1.         Richard Butler (29; M; UK)
2.         Paul Upchurch (27; M; UK)
3.         Susannah Maidment (22; F; UK)
4.         Roger Benson (16; M; UK)
5.         Emily Rayfield (13; F; UK)

However, only two other female coauthors currently fall into the 5+ category (Angela Milner  [6, UK] and Kimi Chapelle [5, South Africa]). Also, it should be noted that all of my top 5 coauthors were either former students, postdocs or close contemporaries (and were all based at Cambridge, although most of the papers have been produced while we've held posts elsewhere). The majority of other 5+ authors are not from the UK and include representatives from South Africa, China, Canada, Switzerland and USA.

In terms of other diversity, I also tabulated the countries where I have coauthors (though note this is generally based on country where they are based, not country of origin, and for simplicity some international moves have been ignored in favour of the country where most of this work was carried out.

By country:

Argentina: 4
Australia: 11
Austria: 1
Brazil: 1
Canada: 13
China: 16
Finland: 2
France: 11
Germany: 3
Hungary: 3
India: 3
Japan: 12
Malawi: 1
Morocco: 1
Netherlands: 1
Poland: 1
Russia: 2
South Africa: 16
Spain: 1
Sweden: 2
Switzerland: 4
UK: 134
USA: 91
Zimbabwe: 7
Finally, although not publication related, it's also possible to look at these issues with respect to students and postdocs. In my case, I've had seven postdocs (4 M, 3F) and 24 PhD students that I've advised or co-advised (16 M, 9 F, 1 trans).

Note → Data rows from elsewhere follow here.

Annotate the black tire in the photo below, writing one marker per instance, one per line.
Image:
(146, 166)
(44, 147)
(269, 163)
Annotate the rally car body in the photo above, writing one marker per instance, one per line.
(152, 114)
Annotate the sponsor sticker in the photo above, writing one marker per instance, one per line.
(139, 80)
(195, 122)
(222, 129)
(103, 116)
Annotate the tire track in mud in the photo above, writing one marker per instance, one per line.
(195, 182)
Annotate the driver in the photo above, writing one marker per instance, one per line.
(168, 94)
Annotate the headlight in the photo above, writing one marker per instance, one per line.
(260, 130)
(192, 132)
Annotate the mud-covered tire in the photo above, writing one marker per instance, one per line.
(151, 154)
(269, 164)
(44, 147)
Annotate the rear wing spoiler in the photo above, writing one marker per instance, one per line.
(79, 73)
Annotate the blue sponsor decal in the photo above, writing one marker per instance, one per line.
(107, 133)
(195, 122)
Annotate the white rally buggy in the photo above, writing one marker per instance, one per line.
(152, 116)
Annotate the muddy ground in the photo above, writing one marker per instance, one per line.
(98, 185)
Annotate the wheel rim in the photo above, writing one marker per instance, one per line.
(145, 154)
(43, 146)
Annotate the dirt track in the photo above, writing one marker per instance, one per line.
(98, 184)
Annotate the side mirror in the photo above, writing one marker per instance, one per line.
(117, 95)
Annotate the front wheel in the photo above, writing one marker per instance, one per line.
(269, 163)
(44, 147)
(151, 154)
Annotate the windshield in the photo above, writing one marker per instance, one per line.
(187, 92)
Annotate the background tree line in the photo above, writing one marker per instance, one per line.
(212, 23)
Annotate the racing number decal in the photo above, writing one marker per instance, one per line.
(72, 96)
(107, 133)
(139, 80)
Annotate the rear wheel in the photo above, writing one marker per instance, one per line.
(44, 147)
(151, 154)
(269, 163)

So, what next? I'm glad to see that my stats do reflect at least some diversity (in terms of top coauthors, lab membership, geographic diversity), but can see many other areas where it would be open to criticism. I think, at least, this has given me a clearer idea of some of the issues that are being highlighted by broader studies and the stream of comments I see, though I would be most interested in seeing comparative data from other colleagues at similar career stages. Also, I can see definite trends in my own data towards greater inclusion, largely as my own networks have grown (for example, the majority of my South African collaborators are female) and as projects have become more multidisciplinary (rather than narrowly focused). Having data in hand makes me more aware of the issue from a very personal perspective and is certainly making me think more about how future networks might be opened up.